Data 621

2. Load the dataset and save it to an object df which stands for dataframe

df <- read.csv("classification-output-data.csv")
head(df)

Confusion matrix using table() function

class <- df$class
prd_cls <- df$scored.class
table(prd_cls, class)

##        class
## prd_cls   0   1
##       0 119  30
##       1   5  27

It can be seen that there are 30+27 = 57 class labeled as 1 and 27 out of 57 are correctly predicted while 30 out of 57 are incorrectly predicted. Similarly 120 classes are labeled as 0 and 119 out of 120 are correctly predicted as 0 and 1 is incorrectly predicted as 1.

Take the variable class and scored.class from from the dataframe df

df_class <- df[, c("class", "scored.class")]
head(df_class)

Write a function that takes the dataset as a dataframe with actual and predicted class and and returns the classification error rate of the prediction.

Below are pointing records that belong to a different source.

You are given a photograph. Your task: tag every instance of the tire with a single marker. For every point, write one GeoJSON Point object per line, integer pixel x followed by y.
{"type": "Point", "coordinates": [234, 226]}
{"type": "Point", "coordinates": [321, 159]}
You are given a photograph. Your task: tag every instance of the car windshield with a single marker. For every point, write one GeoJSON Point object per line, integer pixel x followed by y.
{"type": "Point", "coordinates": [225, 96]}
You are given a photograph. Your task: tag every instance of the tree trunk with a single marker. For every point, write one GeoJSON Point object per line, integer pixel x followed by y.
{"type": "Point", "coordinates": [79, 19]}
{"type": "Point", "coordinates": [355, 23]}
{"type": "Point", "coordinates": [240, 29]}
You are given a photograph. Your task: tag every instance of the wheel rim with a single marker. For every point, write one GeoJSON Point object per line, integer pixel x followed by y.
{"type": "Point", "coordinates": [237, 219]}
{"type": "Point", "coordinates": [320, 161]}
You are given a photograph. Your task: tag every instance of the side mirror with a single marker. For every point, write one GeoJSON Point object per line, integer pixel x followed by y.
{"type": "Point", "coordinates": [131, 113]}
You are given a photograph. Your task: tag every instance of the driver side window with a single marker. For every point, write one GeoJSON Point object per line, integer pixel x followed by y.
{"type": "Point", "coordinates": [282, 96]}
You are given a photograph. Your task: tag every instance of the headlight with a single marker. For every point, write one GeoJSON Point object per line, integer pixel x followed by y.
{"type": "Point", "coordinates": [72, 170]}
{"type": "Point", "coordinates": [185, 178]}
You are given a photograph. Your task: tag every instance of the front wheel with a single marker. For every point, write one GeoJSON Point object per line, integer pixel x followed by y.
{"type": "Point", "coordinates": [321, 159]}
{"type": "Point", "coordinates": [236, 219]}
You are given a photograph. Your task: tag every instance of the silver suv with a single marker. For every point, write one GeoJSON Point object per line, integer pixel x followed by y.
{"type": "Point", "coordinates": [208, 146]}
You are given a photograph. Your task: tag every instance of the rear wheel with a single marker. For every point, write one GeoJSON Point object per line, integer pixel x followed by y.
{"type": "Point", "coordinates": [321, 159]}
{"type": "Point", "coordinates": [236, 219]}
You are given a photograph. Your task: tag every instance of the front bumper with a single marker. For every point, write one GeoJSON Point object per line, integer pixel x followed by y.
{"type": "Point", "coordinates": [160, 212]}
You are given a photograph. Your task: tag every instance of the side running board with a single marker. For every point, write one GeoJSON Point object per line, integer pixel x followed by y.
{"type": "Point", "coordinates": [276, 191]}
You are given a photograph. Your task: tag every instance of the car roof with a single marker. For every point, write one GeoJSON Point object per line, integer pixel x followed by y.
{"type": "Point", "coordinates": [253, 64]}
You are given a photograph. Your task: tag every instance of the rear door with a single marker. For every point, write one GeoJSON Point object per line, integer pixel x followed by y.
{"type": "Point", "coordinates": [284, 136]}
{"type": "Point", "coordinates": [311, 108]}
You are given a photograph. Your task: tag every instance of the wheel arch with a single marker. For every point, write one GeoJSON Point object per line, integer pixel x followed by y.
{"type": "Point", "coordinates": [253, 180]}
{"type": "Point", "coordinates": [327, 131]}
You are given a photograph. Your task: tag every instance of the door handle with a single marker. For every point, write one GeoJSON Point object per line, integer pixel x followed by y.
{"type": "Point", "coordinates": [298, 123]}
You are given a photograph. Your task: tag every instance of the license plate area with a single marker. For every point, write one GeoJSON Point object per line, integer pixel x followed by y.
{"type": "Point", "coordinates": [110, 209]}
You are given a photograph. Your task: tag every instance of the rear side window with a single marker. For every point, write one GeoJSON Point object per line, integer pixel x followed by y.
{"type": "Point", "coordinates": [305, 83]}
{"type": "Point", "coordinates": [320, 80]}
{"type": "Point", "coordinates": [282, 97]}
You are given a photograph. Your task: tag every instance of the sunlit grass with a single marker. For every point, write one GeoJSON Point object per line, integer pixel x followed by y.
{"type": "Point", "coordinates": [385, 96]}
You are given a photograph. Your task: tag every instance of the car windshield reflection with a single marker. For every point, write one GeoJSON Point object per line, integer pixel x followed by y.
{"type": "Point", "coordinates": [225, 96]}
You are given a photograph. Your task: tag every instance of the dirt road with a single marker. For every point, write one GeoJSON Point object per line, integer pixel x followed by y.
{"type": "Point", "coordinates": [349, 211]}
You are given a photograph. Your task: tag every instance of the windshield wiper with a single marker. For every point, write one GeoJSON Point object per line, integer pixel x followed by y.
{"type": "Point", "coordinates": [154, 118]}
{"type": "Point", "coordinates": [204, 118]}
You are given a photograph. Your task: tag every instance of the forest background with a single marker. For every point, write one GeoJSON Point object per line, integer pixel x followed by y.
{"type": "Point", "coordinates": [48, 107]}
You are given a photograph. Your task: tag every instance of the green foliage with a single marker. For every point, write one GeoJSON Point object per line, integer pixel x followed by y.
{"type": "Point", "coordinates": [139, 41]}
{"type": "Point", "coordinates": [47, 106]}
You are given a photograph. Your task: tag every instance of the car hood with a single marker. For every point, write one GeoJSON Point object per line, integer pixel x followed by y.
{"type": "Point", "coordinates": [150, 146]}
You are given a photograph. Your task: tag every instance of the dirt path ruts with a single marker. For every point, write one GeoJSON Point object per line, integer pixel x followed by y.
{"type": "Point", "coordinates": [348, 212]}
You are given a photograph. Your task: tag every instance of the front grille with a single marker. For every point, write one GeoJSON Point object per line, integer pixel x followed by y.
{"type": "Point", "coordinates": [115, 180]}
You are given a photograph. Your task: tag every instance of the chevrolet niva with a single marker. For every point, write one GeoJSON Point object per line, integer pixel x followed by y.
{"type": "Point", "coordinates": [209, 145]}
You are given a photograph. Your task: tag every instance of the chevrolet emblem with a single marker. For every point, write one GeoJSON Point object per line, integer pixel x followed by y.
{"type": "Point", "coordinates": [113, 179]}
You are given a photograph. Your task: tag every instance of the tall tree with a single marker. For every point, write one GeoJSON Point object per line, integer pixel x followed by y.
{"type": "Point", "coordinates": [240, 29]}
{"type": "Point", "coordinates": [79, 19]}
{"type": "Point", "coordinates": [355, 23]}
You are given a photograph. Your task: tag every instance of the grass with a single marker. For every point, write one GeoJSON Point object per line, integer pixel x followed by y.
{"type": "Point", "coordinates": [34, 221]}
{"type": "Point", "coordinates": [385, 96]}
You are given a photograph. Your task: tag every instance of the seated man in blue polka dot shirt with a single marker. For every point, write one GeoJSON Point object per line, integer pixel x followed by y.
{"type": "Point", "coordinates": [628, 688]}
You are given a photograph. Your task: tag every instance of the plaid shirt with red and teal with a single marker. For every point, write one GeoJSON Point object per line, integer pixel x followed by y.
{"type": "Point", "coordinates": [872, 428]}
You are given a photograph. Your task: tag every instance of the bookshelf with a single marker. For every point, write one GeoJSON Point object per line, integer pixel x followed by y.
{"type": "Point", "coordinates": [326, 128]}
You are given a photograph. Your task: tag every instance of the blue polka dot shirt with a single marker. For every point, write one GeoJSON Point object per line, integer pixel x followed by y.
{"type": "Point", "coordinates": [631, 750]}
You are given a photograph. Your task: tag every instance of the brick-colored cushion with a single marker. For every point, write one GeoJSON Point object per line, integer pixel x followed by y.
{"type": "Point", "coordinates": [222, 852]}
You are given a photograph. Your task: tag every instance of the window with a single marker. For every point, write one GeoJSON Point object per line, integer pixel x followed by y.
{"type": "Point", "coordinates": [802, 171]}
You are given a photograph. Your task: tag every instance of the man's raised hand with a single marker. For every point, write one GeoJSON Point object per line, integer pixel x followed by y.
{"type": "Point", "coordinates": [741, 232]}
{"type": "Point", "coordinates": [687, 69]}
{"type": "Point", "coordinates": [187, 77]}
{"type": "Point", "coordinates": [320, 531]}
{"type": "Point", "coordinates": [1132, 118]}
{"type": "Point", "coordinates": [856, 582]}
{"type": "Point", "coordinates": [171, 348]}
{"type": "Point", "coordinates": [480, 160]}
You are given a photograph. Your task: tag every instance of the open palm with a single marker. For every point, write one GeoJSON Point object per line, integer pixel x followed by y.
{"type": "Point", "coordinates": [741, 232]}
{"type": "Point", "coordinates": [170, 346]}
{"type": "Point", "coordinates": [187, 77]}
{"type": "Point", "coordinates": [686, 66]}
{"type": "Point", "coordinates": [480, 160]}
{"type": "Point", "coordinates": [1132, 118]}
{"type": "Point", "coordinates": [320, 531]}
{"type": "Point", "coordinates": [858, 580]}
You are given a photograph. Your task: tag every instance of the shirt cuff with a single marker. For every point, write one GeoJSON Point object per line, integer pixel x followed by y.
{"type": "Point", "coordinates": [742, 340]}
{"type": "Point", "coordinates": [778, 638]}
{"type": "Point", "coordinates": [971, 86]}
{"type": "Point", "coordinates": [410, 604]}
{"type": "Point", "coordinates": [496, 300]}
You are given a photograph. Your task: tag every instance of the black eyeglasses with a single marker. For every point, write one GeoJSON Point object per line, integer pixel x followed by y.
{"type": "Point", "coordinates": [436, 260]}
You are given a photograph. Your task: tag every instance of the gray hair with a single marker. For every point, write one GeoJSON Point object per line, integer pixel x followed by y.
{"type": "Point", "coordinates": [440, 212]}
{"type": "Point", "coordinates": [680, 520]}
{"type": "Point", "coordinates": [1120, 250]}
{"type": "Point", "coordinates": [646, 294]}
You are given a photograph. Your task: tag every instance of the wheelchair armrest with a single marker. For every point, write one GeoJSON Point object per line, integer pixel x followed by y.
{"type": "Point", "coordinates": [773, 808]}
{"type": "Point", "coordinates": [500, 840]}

\[Accuracy = \frac{TP+TN}{TP+FP+TN+FN}\] Assuming 0 as positive and 1 as negative, we can write our function as follows:

pred_acc <- function(df){
  ## This function calculates the accuracy when dataframe supplied as input has only original class and predicted class. The first column should be original class and second column must be predicted class.
  tab = table(df[,1], df[,2])       # Creating the table of classes
  TP = tab[1, 1]                    # Taking True positive from the table 
  TN = tab[2, 2]                    # Taking True negative from the table 
  FP = tab[2, 1]                    # Taking False positive from the table 
  FN = tab[1, 2]                    # Taking False negative from the table 
  acc = (TP+TN)/(TP+TN+FP+FN)       # Calculation of accuracy using the formula provided      
  return(acc)                       # Return the value
}

pred_acc(df_class)

## [1] 0.8066298

It can be seen that the accuracy calculated by the function developed is 80.66% ## 4. Write a function that takes the dataset as a dataframe. with actual and predicted classifications identified, and returns the classification error rate of the predictions.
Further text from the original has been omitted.